Synoptic Key of Life for Biological Classification: SKOL Part 1

Formatting Species Identification Content and Embedding into a Vector Search Application

La Monte Henry Piggy Yarroll, Christopher A. Murphy, Jennifer Balasi, Shintaro Osuga

Fall Term, 2024

Project Overview

This project enhanced a scientific literature search platform for mycology articles by integrating modern natural language processing (NLP) techniques. The goal was to improve the retrieval of relevant fungal taxonomy literature based on formal descriptions submitted by researchers.

The team extended two existing open-source and domain-specific search tools (SKOL, MycoSearch), standardizing content structure (Taxon class), embedding species names and descriptions, and applying cosine similarity.

The project is owned and led by fellow student collaborator La Monte Henry Piggy Yarroll.

Problem Statement

How can researchers efficiently retrieve relevant fungal species descriptions from dense, multilingual academic literature, particularly when traditional keyword search methods fall short?

Methods

Labeled ~79k paragraphs and standardized them into a dataset with metadata; sanity-checked structure via paragraph-distance visuals.
Built a Taxon class to group name + description, attach metadata (file/page), and format records for transformer input.
Created embeddings for "Taxon" content and user queries; ranked results with cosine similarity.

Key Learnings

Vector search vastly outperforms keyword search when working with scientific text.
Structuring unstructured data (via the Taxon class) is critical for reliable embeddings.
A multi-stage pipeline (manual + model labeling + visual validation) ensures data quality.
Sentence transformers like SBERT are performant for domain-specific semantic search.

Visualizations

Competencies Employed

Python Coding

Developing data pipelines, machine learning models, and automation tools using Python’s data science ecosystem (e.g., pandas, scikit-learn, TensorFlow)

Research

Locate and leverage active research to communicate technology trends.

Vector Embeddings

Creating and using vector representations of text to support semantic search and similarity matching.

LLM Integration

Connecting large language models (LLMs) to applications via APIs (e.g., OpenAI, Anthropic, Gemini).

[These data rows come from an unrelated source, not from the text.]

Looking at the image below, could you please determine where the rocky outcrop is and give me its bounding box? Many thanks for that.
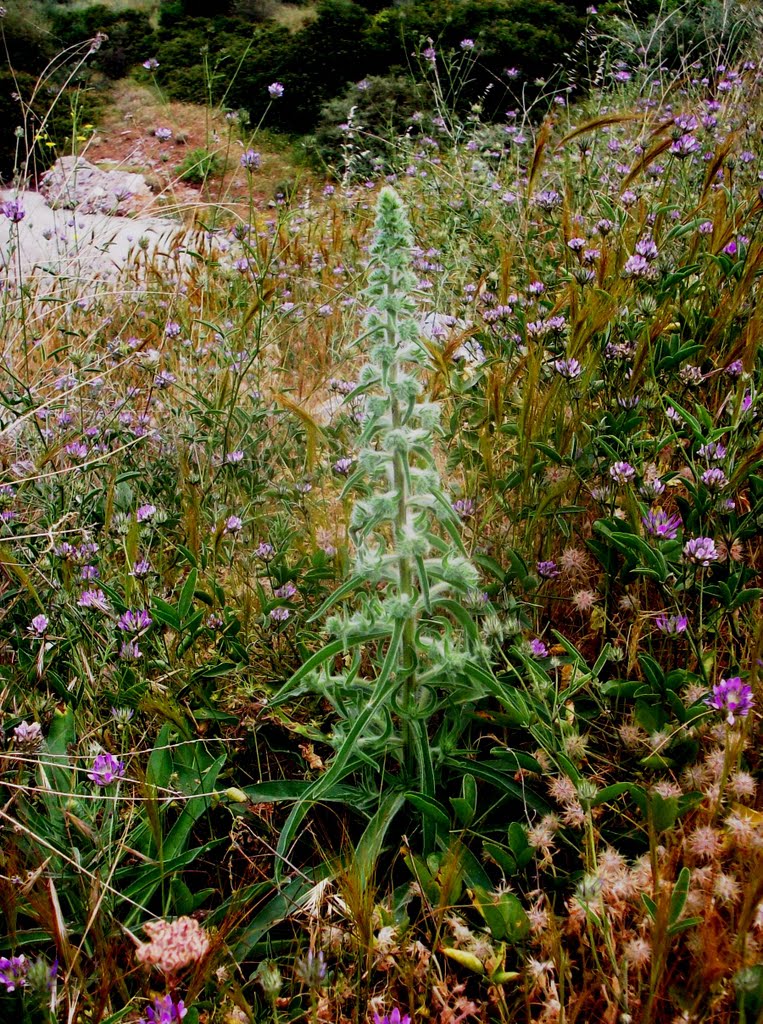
[39,157,152,216]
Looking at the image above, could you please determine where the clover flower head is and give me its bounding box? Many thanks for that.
[140,992,188,1024]
[702,466,728,490]
[654,613,689,634]
[223,515,244,534]
[13,722,42,751]
[240,150,260,171]
[29,615,50,637]
[0,953,29,992]
[536,558,559,580]
[453,498,476,519]
[77,589,109,611]
[609,462,636,483]
[117,608,154,633]
[87,754,125,786]
[374,1007,411,1024]
[135,918,209,975]
[0,199,27,224]
[294,949,327,988]
[705,676,755,725]
[554,359,583,381]
[641,509,683,541]
[683,537,718,566]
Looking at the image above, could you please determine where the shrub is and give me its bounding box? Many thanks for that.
[51,4,155,79]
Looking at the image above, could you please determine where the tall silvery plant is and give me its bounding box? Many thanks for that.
[275,188,524,868]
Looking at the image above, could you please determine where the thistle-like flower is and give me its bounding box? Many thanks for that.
[705,676,755,725]
[135,918,209,975]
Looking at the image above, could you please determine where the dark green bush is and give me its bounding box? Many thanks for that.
[307,75,431,176]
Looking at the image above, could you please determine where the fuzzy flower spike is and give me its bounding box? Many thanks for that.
[705,676,755,725]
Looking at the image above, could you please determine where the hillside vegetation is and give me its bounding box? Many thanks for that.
[0,3,763,1024]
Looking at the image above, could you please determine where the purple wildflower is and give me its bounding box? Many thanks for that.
[0,953,29,992]
[696,441,726,462]
[641,509,683,541]
[119,640,142,662]
[87,754,125,786]
[28,615,49,637]
[705,676,755,725]
[13,722,42,751]
[536,559,559,580]
[117,608,154,633]
[240,150,260,171]
[0,199,27,224]
[223,515,244,534]
[670,134,702,160]
[154,370,177,391]
[683,537,718,566]
[77,588,109,611]
[63,441,87,459]
[140,992,187,1024]
[702,466,728,490]
[623,255,652,278]
[609,462,636,483]
[654,612,689,633]
[374,1007,411,1024]
[453,498,476,519]
[554,359,583,381]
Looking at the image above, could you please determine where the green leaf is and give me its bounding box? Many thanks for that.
[405,793,451,828]
[151,597,180,631]
[275,622,404,880]
[170,874,194,916]
[268,629,389,708]
[177,568,199,622]
[472,887,529,944]
[352,792,405,888]
[649,793,678,833]
[641,893,658,921]
[668,867,691,925]
[164,754,226,857]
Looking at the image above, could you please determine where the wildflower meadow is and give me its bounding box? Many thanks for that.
[0,0,763,1024]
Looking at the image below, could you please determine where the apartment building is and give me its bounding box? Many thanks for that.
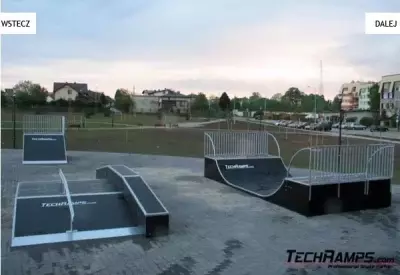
[357,83,374,110]
[340,81,373,111]
[379,74,400,117]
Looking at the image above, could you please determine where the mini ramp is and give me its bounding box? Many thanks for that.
[204,156,288,198]
[11,165,169,247]
[22,115,68,164]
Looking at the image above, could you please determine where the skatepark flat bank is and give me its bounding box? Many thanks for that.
[2,150,400,275]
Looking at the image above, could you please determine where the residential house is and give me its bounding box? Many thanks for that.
[357,82,374,110]
[379,74,400,117]
[53,82,88,101]
[132,95,160,113]
[133,89,193,113]
[46,95,54,103]
[340,81,373,111]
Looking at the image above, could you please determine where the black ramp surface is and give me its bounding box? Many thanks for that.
[24,135,66,161]
[14,194,137,237]
[217,158,287,196]
[125,177,166,214]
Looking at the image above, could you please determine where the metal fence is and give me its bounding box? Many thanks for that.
[289,144,394,184]
[22,115,65,134]
[204,131,280,158]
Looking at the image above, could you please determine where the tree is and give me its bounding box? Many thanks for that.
[100,93,108,108]
[114,89,135,113]
[271,93,283,101]
[332,95,341,112]
[282,87,303,108]
[218,92,232,129]
[368,83,380,124]
[13,80,48,108]
[1,90,7,107]
[192,93,209,111]
[29,84,48,105]
[368,83,381,112]
[218,92,231,112]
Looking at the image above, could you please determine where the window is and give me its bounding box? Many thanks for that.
[393,81,400,92]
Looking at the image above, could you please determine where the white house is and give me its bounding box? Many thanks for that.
[132,95,160,113]
[358,83,373,110]
[53,82,88,101]
[46,95,54,103]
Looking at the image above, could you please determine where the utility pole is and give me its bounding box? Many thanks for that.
[12,90,16,149]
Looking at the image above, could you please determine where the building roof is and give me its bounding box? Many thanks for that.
[53,82,88,94]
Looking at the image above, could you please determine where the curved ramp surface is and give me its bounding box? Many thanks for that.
[204,157,288,198]
[22,134,68,164]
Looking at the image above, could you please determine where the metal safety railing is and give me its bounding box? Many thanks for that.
[22,115,65,134]
[59,169,75,232]
[289,144,394,184]
[204,131,280,158]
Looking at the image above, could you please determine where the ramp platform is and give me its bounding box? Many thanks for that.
[11,165,169,247]
[22,134,68,164]
[204,156,288,198]
[204,131,394,216]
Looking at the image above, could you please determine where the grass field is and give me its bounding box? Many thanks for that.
[1,112,209,129]
[1,122,400,182]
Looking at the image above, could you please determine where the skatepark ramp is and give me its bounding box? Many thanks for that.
[204,131,394,216]
[11,165,169,247]
[282,144,394,216]
[204,131,288,198]
[22,115,67,164]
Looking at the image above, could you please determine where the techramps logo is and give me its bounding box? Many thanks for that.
[32,138,56,141]
[42,201,97,208]
[224,164,254,170]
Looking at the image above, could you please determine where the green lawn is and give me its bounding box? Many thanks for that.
[1,112,209,129]
[1,123,400,182]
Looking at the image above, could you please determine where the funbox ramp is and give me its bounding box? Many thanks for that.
[11,165,169,247]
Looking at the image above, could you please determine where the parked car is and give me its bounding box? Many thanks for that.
[297,122,310,129]
[369,125,389,132]
[315,121,332,131]
[304,123,318,131]
[342,122,351,130]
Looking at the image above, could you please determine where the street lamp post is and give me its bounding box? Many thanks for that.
[12,90,17,149]
[337,91,344,173]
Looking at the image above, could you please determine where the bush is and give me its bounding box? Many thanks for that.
[360,117,374,127]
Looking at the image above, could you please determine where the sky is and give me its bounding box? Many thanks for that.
[1,0,400,98]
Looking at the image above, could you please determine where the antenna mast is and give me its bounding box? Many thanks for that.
[319,60,324,96]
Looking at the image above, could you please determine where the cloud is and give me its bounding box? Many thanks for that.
[2,0,400,98]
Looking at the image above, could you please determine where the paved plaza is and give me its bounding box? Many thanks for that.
[1,150,400,275]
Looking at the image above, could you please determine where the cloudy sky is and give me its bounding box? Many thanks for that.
[1,0,400,98]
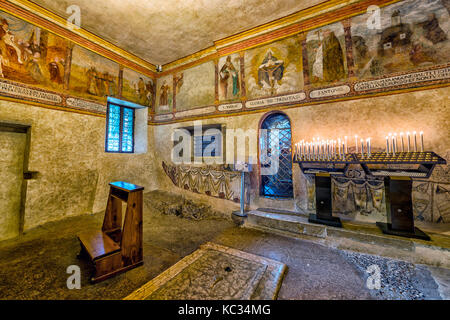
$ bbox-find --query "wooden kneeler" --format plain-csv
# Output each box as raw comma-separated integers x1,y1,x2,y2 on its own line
78,181,144,283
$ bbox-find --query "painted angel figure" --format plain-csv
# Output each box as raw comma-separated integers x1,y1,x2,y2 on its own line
258,50,284,90
219,56,239,99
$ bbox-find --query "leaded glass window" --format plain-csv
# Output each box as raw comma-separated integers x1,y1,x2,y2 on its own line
106,103,134,153
259,113,294,198
122,108,134,152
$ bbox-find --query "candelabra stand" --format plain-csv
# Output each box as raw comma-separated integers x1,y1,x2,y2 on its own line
294,154,355,228
294,151,447,240
356,151,447,240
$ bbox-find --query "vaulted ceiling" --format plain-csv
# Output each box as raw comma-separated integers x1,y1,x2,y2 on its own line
30,0,326,64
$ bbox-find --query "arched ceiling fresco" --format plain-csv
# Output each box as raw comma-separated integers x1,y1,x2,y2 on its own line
30,0,326,64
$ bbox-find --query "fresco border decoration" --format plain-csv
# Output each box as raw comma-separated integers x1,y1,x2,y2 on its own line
0,1,155,119
151,0,450,124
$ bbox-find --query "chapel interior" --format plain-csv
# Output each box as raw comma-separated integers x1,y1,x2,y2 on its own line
0,0,450,300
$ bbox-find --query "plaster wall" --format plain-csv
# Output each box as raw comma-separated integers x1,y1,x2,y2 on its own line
154,87,450,222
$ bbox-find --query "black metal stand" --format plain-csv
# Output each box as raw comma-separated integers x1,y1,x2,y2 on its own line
308,173,342,228
377,177,431,240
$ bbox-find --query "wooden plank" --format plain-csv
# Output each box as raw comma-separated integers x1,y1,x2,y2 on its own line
78,231,120,260
109,181,144,192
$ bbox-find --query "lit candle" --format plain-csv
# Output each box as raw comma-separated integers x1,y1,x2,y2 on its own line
311,138,316,159
344,136,348,153
392,136,397,155
413,131,417,152
394,133,398,152
420,131,425,152
406,131,411,152
400,132,405,152
333,140,336,158
327,140,330,160
386,136,389,154
361,139,364,158
338,138,341,157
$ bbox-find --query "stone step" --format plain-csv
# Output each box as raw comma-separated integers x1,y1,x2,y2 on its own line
242,209,450,269
256,208,309,218
244,210,327,238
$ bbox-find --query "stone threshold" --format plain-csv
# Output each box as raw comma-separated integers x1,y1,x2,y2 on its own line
243,209,450,269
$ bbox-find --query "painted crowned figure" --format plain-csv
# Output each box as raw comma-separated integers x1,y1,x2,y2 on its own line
258,50,284,94
219,56,239,100
312,29,345,82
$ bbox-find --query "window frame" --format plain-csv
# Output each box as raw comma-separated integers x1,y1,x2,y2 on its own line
105,101,136,153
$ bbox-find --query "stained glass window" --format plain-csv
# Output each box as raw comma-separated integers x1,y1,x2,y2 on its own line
260,113,293,198
106,104,120,152
122,108,134,152
106,103,134,153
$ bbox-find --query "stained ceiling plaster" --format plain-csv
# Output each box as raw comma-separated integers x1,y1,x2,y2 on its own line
30,0,326,64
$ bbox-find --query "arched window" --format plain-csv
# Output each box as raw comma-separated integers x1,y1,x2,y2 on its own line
259,112,294,198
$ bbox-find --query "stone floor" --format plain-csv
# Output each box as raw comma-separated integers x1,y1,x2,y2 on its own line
0,193,450,299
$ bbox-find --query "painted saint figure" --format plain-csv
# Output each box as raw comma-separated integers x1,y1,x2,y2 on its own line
323,30,345,82
258,50,284,94
48,59,63,84
312,31,323,80
421,13,447,44
219,56,239,99
159,80,170,107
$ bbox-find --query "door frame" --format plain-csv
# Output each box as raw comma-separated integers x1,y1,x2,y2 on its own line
0,121,32,236
256,110,295,199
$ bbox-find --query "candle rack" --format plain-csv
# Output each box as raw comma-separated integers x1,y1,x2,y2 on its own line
294,151,447,240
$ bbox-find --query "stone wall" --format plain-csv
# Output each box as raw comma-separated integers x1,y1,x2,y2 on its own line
0,101,156,231
153,88,450,222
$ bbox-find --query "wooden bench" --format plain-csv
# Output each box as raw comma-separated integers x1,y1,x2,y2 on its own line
78,181,144,283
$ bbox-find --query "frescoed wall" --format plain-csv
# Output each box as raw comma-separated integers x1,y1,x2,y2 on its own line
122,68,155,108
69,45,119,101
0,7,154,114
217,53,242,102
155,75,173,113
351,0,450,78
0,12,68,90
245,37,303,99
306,22,348,85
175,61,215,111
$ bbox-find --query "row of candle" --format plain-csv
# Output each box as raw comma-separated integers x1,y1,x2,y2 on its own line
294,131,425,160
386,131,425,155
294,136,371,160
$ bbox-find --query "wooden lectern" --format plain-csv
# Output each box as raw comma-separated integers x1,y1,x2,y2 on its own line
78,181,144,283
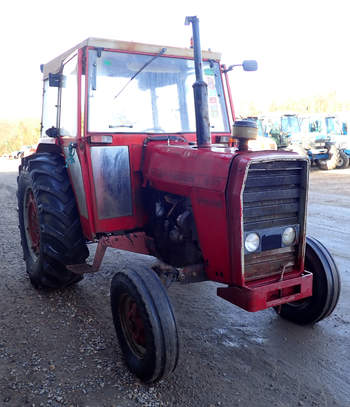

Insights & Recommendations

Turn analysis into clear, prioritized stakeholder actions with rationale, trade-offs, and measurable outcomes.

Data Collection

Acquire, ingest, validate, and organize data using reproducible workflows and transformations to ensure compatibility with downstream data-science algorithms.

Embedding-Based Search

Implementing semantic search using vector databases

Communication

Succinctly communicate complicated technical concepts.

Data Visualization

Presenting data insights clearly using charts, dashboards, and visual storytelling.

Project Management

Planning, executing, and managing data science projects across teams and phases.

Scripting for Analysis

Automating data processes and analysis using scripting languages like Python or R.

Data Management

Managing structured and unstructured data using databases and data warehouses.

Additional Technical Information

GitHub Repository

https://github.com/piggyatbaqaqi/skol/tree/main/IST664

Data Source(s)

The team worked with a curated set of ~7,000 scientific articles focused on fungal taxonomy, sourced via partnerships with institutions like the Mycological Society of America and the Imperial Institute of Agricultural Research.

Results Summary

The final system allowed users to input partial or full species descriptions and receive semantically matched entries. Returned results include Title, Source URL, Color-coded similarity score, full species description.

Search accuracy was improved by focusing embeddings on:

Only nomenclature + description
A consistent structure (e.g., "name precedes description" rule)
Results could be exported to CSV or displayed via a color-coded terminal interface.

Future Improvements

To expand this project’s impact and usability, future development could include:

Add a Latin-capable language model with translation capabilities.
Enable a public-facing website to allow researchers to search online.
Incorporate more journals and broader taxonomic literature to enhance coverage.